Welcoming Lisa Lynch as the 2025-2026 Stone Visiting Scholar

Lisa Lynch

Harvard Kennedy School's Stone Program in Wealth Distribution, Inequality, and Social Policy has appointed economist Lisa Lynch as the 2025-2026 Stone Visiting Scholar and Visiting Professor of Public Policy. She is the Stone Program's fourth Stone Visiting Scholar, following the previous appointments of economists David Weil (2024-2025), Lucas Chancel (2023-2024), and David Autor (2021-2022).

Lisa M. Lynch is the Maurice B. Hexter Professor of Social and Economic Policy at Brandeis University's Heller School for Social Policy and Management, where she was also the director of the Institute for Economic and Racial Equity, and is co-director of the Retirement and Disability Research Center at the University of Maryland at Baltimore County. She served as Brandeis University's Provost and Executive Vice President of Academic Affairs from 2014-15 and 2016-2020, Interim President of Brandeis University from 2015 to 2016, and Dean of the Heller School for Social Policy and Management from 2008 to 2014. A past president of the Labor and Employment Relations Association, Lynch is currently an elected member of the executive committee of the American Economic Association. She is also a research associate at the National Bureau of Economic Research and a research fellow at IZA (Institute for Labor Economics, Germany), as well as a trustee/board director of Regis College, Core Economics Education, and the Economic Policy Institute. 

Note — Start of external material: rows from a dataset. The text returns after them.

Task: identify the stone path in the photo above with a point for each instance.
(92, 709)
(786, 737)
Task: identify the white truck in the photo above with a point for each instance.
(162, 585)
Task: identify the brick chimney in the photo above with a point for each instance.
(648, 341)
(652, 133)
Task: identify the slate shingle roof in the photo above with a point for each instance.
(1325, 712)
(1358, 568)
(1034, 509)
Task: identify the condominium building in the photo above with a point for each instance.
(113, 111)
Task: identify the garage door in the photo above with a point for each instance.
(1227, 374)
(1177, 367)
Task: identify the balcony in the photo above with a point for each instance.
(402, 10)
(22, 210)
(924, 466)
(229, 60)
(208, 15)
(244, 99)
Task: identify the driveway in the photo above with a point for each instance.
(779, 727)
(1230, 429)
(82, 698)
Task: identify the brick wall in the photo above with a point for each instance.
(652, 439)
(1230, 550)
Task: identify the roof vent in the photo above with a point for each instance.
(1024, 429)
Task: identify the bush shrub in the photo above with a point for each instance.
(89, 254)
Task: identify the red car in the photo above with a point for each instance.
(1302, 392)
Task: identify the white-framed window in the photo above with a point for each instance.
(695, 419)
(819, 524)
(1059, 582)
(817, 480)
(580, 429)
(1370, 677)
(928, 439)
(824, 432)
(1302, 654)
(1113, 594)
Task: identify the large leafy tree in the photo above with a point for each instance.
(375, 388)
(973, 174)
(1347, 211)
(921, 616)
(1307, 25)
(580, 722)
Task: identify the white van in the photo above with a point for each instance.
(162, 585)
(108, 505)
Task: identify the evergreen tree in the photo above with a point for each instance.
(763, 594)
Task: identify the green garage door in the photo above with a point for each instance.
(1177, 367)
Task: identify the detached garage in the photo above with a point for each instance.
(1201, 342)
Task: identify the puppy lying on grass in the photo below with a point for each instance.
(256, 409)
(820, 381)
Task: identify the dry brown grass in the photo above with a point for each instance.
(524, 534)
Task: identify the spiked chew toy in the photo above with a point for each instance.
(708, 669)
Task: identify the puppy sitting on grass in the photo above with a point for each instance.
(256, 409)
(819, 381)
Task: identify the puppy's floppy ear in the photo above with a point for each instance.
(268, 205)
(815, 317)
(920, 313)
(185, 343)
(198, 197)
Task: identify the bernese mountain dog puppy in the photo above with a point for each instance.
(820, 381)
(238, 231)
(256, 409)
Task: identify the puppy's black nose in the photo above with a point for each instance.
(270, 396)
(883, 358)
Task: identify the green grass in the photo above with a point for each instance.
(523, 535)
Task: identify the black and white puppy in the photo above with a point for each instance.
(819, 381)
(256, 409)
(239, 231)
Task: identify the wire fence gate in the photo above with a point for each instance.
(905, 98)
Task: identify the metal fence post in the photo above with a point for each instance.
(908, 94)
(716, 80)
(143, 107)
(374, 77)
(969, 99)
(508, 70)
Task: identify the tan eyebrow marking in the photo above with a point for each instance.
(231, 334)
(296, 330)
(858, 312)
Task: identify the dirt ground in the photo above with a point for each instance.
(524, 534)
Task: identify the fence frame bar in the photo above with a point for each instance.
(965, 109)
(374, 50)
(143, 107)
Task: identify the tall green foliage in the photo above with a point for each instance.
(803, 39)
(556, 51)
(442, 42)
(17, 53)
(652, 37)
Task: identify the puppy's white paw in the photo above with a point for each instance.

Lynch has extensive public policy experience, having served as the chief economist at the U.S. Department of Labor (1995-1997); director (2004-2009), chair (2007-2009) of the board of directors of the Federal Reserve Bank of Boston; and chair of the Conference of Chairmen of the Federal Reserve System (2009). In addition, she served on the Economic Advisory Panel of the New York Federal Reserve Bank (2019-2024), the Governor’s Council of Economic Advisors for the Commonwealth of Massachusetts (2008-2015), the National Academies Committee on National Statistics (2009-2015). She has published extensively on the impact of technological change, organizational innovation (especially training), and unionization on productivity and wages, the determinants of youth unemployment, and the school-to-work transition, among other issues. She has been a faculty member at Tufts University, MIT, the Ohio State University, and the University of Bristol. 

Lynch received her BA in economics and political science at Wellesley College, and her MSc. and Ph.D. in economics at the London School of Economics.